Les précautions sont extrêmes, mais l’équipement ne doit à aucun moment prêter à confusion. L’objectif est de tout faire pour préserver le statut de journaliste et ne pas passer pour un espion ou un soldat. Mieux vaut donc éviter de s’habiller en tenue militaire, ne pas hésiter à afficher son dossard ou brassard "press" quand nécessaire ; bref, tout ce que l’expérience acquise vous conseille – y compris renoncer. "L’expérience, c’est ce qui te fait stopper, le signal qui s’allume dans ta tête. Cela m’est arrivé en Libye, à Misrata, pendant les affrontements. On est allés loin et je me suis dit : allez, on fait marche arrière." Christophe Kenck sait de quoi il parle : il était l’homme de l’image aux côtés de Gilles Jacquier, grand reporter pour l’émission "Envoyé Spécial", tué en Syrie le 11 janvier 2012.

"On pourrait aussi appeler cela de l’instinct. Une sorte d’intuition générale basée fortement sur l’observation", renchérit Hugues Huet. "En fait, on a beau tout prévoir, on peut se planter. Donc il faut rester calme, ne pas se laisser enfermer dans la bulle de notre viseur de caméra. Garder l’œil ouvert et aussi avoir la baraka", dit en souriant Patrick Desmulie, journaliste reporter d'images (JRI) à France 2. "En Afghanistan, j’avais croisé deux journalistes de RTL et Radio France. Le surlendemain, une fois rentré chez moi, j’ai appris leur mort à la télé. J’étais stupéfait."

Pourquoi continuer à se rendre en zones dangereuses ?

"Je veux tout simplement aller voir ce qui se passe de l’autre côté de la montagne, confie Patrick Desmulie. C’est un rêve de gosse. La mission d’informer n’est pas un vain mot pour moi. Si ça peut contribuer un peu à faire prendre conscience…" Pour d’autres, les raisons sont plus pragmatiques, elles concernent la fonction même du journaliste. Certes, images et informations sur les conflits en cours font chaque jour, chaque seconde, le tour du monde. Mais le rôle des journalistes dépêchés sur place est de tenter d’apporter une valeur ajoutée à "ce qui finit par ne devenir que du bruit, un vaste foisonnement", décrit Éric Monier.
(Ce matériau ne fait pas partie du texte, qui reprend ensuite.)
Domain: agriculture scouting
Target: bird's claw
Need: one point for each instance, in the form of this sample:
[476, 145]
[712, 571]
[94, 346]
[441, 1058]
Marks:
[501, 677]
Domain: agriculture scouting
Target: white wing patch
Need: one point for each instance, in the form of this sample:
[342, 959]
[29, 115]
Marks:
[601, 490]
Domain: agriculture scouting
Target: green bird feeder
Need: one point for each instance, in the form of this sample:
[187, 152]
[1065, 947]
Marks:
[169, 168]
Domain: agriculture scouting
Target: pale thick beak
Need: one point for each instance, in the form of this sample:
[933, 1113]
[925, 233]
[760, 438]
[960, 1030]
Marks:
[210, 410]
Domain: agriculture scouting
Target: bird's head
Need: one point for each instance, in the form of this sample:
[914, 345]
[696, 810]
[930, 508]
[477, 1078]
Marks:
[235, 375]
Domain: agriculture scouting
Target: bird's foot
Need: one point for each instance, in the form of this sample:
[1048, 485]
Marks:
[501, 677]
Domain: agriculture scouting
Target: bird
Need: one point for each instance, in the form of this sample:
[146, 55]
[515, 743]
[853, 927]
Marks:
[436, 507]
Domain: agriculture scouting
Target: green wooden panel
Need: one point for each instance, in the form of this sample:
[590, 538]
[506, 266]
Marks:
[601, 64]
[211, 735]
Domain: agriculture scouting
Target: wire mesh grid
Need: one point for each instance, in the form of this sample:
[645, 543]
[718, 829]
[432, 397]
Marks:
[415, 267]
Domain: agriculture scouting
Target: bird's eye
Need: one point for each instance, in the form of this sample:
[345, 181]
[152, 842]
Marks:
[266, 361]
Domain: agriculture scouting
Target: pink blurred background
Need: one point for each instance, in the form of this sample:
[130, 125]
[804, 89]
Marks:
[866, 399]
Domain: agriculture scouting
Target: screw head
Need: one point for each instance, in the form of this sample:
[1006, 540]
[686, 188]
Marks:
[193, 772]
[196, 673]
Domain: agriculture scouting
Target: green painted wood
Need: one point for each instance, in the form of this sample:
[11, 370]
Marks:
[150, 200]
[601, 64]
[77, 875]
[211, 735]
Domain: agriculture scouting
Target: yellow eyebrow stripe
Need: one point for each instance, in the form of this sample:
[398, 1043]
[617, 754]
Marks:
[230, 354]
Témoigner, mettre en récit, donner des clés pour comprendre, hiérarchiser, recouper – autant de tâches qui définissent et justifient la présence d'équipes dans ces zones périlleuses. D'autant plus qu'aujourd'hui, les conflits sont aussi des guerres "de l’image". On ment, on truque, on va parfois jusqu’à supprimer les témoins. "En Syrie, je travaille beaucoup avec de jeunes étudiants, raconte Martine Laroche Joubert. Ce ne sont pas des fous de guerre, ils ont des contacts de tous bords. Parmi eux, certains ont décidé de filmer ce qui se passe. Tous ont été tués. Délibérément. Quand je pense que certains croient que nous voulons jouer aux héros. Mais ce sont eux les héros, tous ces jeunes, morts pour des images, tous ces gens que nous filmons. Pas nous."